Applying this definition to our asset in some examples:- Compared with the benchmark SPY (488 days) in the period of the last 5 years, the maximum time in days below previous high water mark of 574 days of Ctrip.com is greater, thus worse.
- Looking at maximum days under water in of 574 days in the period of the last 3 years, we see it is relatively higher, thus worse in comparison to SPY (488 days).

'The Average Drawdown Duration is an extension of the Maximum Drawdown. However, this metric does not explain the drawdown in dollars or percentages, rather in days, weeks, or months.

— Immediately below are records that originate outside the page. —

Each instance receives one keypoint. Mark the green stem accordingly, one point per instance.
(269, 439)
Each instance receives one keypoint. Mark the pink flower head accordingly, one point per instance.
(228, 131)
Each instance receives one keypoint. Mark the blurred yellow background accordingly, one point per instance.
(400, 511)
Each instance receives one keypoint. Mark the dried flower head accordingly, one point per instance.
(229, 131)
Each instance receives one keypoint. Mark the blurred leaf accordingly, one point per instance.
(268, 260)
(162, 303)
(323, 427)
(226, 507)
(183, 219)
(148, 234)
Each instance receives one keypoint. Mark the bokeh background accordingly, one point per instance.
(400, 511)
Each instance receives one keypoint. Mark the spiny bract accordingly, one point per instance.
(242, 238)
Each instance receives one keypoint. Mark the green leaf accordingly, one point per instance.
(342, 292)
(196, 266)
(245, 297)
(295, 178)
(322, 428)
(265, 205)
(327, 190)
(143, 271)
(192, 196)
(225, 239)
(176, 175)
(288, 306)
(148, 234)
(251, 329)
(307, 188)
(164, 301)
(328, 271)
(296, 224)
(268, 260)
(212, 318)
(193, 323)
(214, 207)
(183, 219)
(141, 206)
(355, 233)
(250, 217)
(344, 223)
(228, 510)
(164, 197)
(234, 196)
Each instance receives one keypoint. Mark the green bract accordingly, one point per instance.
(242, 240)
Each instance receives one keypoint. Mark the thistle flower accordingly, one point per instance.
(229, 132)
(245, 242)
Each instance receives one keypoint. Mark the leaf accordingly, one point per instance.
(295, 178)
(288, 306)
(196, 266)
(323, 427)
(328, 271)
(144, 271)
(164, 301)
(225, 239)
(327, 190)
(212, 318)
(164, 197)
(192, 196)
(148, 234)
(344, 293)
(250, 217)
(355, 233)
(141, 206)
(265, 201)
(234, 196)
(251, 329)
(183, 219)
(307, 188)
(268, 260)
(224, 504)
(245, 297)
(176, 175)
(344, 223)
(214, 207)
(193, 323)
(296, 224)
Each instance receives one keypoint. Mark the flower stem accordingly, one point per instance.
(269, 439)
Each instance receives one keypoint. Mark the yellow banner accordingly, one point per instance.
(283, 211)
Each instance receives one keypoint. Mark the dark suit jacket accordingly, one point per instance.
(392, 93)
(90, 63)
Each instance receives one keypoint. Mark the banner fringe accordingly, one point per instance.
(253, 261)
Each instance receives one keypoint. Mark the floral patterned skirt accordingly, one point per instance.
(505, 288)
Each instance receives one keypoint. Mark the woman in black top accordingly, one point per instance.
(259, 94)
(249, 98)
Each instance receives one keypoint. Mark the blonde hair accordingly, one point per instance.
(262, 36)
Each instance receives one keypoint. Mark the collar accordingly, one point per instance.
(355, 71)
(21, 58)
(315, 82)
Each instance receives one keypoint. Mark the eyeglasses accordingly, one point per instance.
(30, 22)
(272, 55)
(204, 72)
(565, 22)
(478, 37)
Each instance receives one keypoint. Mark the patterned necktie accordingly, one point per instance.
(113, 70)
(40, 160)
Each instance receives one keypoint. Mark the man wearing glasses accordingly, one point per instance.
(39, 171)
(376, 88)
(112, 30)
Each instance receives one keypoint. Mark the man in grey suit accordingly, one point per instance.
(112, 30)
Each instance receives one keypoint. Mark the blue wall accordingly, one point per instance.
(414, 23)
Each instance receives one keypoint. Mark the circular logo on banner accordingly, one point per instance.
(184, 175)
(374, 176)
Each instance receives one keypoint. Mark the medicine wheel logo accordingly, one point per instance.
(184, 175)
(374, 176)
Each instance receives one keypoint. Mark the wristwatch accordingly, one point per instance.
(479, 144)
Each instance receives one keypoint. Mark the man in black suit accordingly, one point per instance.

The Avg Drawdown Duration is the average amount of time an investment has seen between peaks (equity highs), or in other terms the average of time under water of all drawdowns. So in contrast to the Maximum duration it does not measure only one drawdown event but calculates the average of all.'

Applying this definition to our asset in some examples:- The average days under water over 5 years of Ctrip.com is 198 days, which is greater, thus worse compared to the benchmark SPY (123 days) in the same period.
- During the last 3 years, the average days below previous high is 230 days, which is larger, thus worse than the value of 179 days from the benchmark.

Historical returns have been extended using synthetic data.
[Show Details]

- Note that yearly returns do not equal the sum of monthly returns due to compounding.
- Performance results of Ctrip.com are hypothetical and do not account for slippage, fees or taxes.